Phase I pharmacokinetic and pharmacodynamic study of temozolomide in pediatric patients with refractory or recurrent leukemia: a Children's Oncology Group Study

Affiliations
Clinical Trial

Phase I pharmacokinetic and pharmacodynamic study of temozolomide in pediatric patients with refractory or recurrent leukemia: a Children's Oncology Group Study

Terzah M Horton et al. J Clin Oncol. .

Abstract

Purpose: To determine the tolerability, pharmacokinetics, and mechanisms of temozolomide resistance in children with relapsed or refractory leukemia.

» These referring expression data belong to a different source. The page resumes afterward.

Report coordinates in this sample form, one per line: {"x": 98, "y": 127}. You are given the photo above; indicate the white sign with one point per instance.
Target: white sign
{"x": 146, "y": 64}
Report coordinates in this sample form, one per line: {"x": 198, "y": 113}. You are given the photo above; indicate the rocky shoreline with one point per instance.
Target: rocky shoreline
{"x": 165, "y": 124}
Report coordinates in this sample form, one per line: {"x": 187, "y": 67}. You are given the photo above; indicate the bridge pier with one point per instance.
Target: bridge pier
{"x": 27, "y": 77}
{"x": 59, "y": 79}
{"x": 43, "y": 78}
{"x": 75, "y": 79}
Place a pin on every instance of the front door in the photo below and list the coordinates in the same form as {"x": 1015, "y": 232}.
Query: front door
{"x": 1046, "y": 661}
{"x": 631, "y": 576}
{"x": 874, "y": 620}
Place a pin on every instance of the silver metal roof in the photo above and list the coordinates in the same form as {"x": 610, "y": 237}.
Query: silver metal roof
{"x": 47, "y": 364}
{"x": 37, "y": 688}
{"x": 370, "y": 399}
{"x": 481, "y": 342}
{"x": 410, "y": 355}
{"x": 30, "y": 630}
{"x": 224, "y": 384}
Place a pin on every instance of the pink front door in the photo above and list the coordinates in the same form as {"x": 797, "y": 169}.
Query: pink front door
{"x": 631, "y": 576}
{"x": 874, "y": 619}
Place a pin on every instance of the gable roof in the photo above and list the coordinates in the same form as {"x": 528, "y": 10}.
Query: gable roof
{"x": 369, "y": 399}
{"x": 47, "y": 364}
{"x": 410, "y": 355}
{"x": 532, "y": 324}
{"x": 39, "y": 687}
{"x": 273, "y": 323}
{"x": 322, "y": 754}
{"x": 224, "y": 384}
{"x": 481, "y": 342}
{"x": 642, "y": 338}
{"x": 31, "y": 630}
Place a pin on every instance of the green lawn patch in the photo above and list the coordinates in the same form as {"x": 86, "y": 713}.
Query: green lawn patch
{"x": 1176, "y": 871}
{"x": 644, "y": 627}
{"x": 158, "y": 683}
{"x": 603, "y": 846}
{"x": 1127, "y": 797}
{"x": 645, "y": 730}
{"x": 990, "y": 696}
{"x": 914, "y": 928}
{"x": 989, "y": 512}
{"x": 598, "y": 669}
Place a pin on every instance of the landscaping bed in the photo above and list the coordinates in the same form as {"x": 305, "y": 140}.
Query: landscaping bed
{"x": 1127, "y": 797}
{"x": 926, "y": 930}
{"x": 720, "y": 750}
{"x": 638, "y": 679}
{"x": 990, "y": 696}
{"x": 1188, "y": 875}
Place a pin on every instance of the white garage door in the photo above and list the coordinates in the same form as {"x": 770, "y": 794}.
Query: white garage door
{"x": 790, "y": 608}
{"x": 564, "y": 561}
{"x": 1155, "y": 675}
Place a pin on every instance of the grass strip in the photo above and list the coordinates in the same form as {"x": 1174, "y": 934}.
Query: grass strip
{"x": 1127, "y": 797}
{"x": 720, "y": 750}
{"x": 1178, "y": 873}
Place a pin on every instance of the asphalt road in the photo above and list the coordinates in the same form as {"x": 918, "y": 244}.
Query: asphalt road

Patients and methods: Cohorts of three to six patients received 200 or 260 mg/m2/d of temozolomide by mouth daily for 5 days every 28 days. Toxicities, clinical response, and pharmacokinetics were evaluated. Pretreatment leukemia cell O6-methylguanine-DNA methyltransferase (MGMT) activity, tumor and plasma MGMT promoter methylation, and microsatellite instability (MSI) were examined in 14 of 16 study patients and in tissue bank samples from children with acute leukemia not treated with temozolomide (MGMT, n = 67; MSI, n = 65).

Results: Sixteen patients (nine female, seven male; acute lymphoblastic leukemia [ALL], n = 8; acute myeloid leukemia [AML], n = 8), median age 11 years (range, 1 to 19 years), received either 200 mg/m2/d (nine enrolled, three assessable for toxicity) or 260 mg/m2/d (seven enrolled, three assessable for toxicity) of temozolomide. Temozolomide was well tolerated and no dose-limiting toxicities occurred. The mean clearance of temozolomide was 107 mL/min/m2, with a volume of distribution of 20 L/m2 and half-life of 109 minutes. MGMT activity in leukemia cells was quite variable and was highest in patients with relapsed ALL. Only one patient had MSI. Two patients had a partial response. Both of these patients had no detectable MGMT activity; both also had methylated MGMT promoters and were MSI stable.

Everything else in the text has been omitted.